Of the 15 million people requiring chemotherapy in 2040, more than one third will live in eastern Asia (5.2 million, 35%). Furthermore, 12% (1.7 million) will reside in south central Asia, 10% (1.4 million) in northern America, 7% (980,646) in south eastern Asia, 6% (922,452) in South America, and 5% (810,084) in western Europe.
The findings are of particular concern for regions expected to have the greatest increases in new cases requiring chemotherapy—doubling or more in eastern Africa (115%, 184,289 to 395,519), middle Africa (114%, 50,932 to 108,896), western Africa (100%, 123,565 to 247,051), and western Asia (99%, 227,992 to 454,820).
In 2040, the most common cancers needing chemotherapy will be lung (16.4%, 2.5 million), breast (12.7%, 1.9 million) and colorectal cancer (11.1%, 1.7 million), and the greatest absolute increases in new cases will occur for these same three types of cancer.

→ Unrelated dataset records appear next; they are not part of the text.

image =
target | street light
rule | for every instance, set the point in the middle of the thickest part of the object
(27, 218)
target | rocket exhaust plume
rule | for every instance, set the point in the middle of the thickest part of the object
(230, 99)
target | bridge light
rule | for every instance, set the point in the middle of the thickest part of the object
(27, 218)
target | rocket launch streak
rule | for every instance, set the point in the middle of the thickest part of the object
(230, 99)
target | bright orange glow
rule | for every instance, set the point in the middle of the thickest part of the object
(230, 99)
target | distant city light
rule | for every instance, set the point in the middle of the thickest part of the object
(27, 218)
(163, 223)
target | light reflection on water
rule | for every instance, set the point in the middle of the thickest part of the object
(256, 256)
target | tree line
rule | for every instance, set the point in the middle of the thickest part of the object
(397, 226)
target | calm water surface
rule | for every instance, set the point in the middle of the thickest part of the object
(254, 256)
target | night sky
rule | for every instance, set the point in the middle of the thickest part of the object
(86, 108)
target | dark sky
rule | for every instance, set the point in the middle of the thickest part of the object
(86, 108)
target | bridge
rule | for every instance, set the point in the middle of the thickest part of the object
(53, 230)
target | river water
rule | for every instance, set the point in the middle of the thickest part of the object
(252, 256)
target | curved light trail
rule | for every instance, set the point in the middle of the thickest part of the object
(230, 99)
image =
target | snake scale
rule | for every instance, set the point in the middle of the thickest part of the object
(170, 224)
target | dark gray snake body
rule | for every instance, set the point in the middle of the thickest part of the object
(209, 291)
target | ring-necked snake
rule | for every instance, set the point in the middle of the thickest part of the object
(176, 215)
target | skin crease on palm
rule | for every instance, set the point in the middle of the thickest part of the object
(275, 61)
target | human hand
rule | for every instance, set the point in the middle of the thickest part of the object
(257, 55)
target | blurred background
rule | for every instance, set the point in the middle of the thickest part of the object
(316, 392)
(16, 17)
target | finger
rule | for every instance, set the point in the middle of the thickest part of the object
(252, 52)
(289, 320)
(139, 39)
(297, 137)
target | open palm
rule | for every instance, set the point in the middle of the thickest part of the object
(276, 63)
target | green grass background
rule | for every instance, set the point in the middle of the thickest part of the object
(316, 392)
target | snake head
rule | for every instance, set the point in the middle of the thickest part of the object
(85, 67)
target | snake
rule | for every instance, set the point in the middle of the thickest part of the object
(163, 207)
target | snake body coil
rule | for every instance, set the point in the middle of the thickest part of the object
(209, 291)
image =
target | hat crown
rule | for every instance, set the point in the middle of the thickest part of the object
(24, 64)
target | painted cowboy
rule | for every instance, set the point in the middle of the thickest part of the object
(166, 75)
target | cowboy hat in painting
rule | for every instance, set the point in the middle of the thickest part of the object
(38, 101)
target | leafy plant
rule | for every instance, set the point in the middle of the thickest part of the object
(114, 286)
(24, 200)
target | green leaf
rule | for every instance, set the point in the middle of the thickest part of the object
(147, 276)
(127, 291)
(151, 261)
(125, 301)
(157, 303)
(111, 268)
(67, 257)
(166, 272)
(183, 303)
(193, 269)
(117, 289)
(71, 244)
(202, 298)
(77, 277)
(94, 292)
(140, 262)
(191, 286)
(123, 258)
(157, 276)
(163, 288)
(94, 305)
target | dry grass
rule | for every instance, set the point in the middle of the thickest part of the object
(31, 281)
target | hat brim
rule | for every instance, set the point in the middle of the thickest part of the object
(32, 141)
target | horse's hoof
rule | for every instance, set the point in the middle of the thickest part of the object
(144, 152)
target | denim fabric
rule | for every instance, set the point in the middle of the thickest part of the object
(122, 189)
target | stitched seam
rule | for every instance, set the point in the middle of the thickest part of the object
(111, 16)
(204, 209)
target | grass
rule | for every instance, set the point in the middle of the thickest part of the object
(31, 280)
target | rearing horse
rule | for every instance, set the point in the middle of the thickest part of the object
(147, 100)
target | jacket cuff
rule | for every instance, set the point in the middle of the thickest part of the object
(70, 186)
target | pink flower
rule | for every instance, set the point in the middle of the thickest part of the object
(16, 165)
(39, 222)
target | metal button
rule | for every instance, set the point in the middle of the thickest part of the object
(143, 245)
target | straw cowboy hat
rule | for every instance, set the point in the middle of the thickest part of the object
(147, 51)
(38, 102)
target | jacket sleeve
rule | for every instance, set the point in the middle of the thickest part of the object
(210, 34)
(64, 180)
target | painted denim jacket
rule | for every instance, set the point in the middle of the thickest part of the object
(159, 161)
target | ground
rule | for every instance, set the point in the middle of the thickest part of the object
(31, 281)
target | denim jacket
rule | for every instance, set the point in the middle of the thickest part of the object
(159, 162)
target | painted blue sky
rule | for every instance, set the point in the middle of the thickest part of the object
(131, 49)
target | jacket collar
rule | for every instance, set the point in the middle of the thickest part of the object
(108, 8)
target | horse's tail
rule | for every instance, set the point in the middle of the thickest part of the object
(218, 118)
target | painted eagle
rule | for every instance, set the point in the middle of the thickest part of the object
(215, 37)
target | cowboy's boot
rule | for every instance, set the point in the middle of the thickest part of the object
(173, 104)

The authors predict the required workforce to optimally deliver this chemotherapy demand will rise from 65,000 in 2018 to 100,000 in 2040, assuming each doctor saw 150 new chemotherapy patients (a safe workload). However, the actual workload of cancer physicians varies significantly worldwide, so the authors produced additional estimates based on 100 or 300 new patients per year needing chemotherapy. Therefore, estimates for the required workforce ranged from 32,600 to 97,800 physicians in 2018 and 50,000 to 150,000 in 2040.
The authors acknowledge that actual chemotherapy use is generally lower than the optimal use based on guidelines for a variety of reasons, including patients’ and clinicians’ treatment preferences, expenses, cultural acceptance, lack of access to services, and regional variations in practice. In addition, this difference is even greater in low- and middle-income countries, as many individuals cannot afford the costs of chemotherapy and are without health insurance. There are also other barriers, including scarcity of drugs, infrastructure for delivery, supportive pathology and radiotherapy services, and trained workforce.
The authors note some limitations of their study. Cancer stage data from US and Australia was applied globally, but cancer is often diagnosed at a later stage of disease in low- and middle-income countries. This may increase the demand for chemotherapy by 7-24% compared to the baseline predictions, according to the sensitivity analysis performed in this study.
The authors also highlight that population growth and changes in distributions of cancer types by country were the leading factors driving increased chemotherapy demand. Patient factors like age distribution and health status may change by 2040, but is not accounted for in the model. The model also assumed that treatment guidelines are constant between 2018 and 2040, as future changes based on scientific advances are unpredictable.
Lastly, they note that the accuracy of their predictions depends on the reliability of the GLOBOCAN data. Despite being the most robust estimates available, only a quarter of the world’s population is covered by cancer registries and coverage is particularly poor in low- and middle- income countries.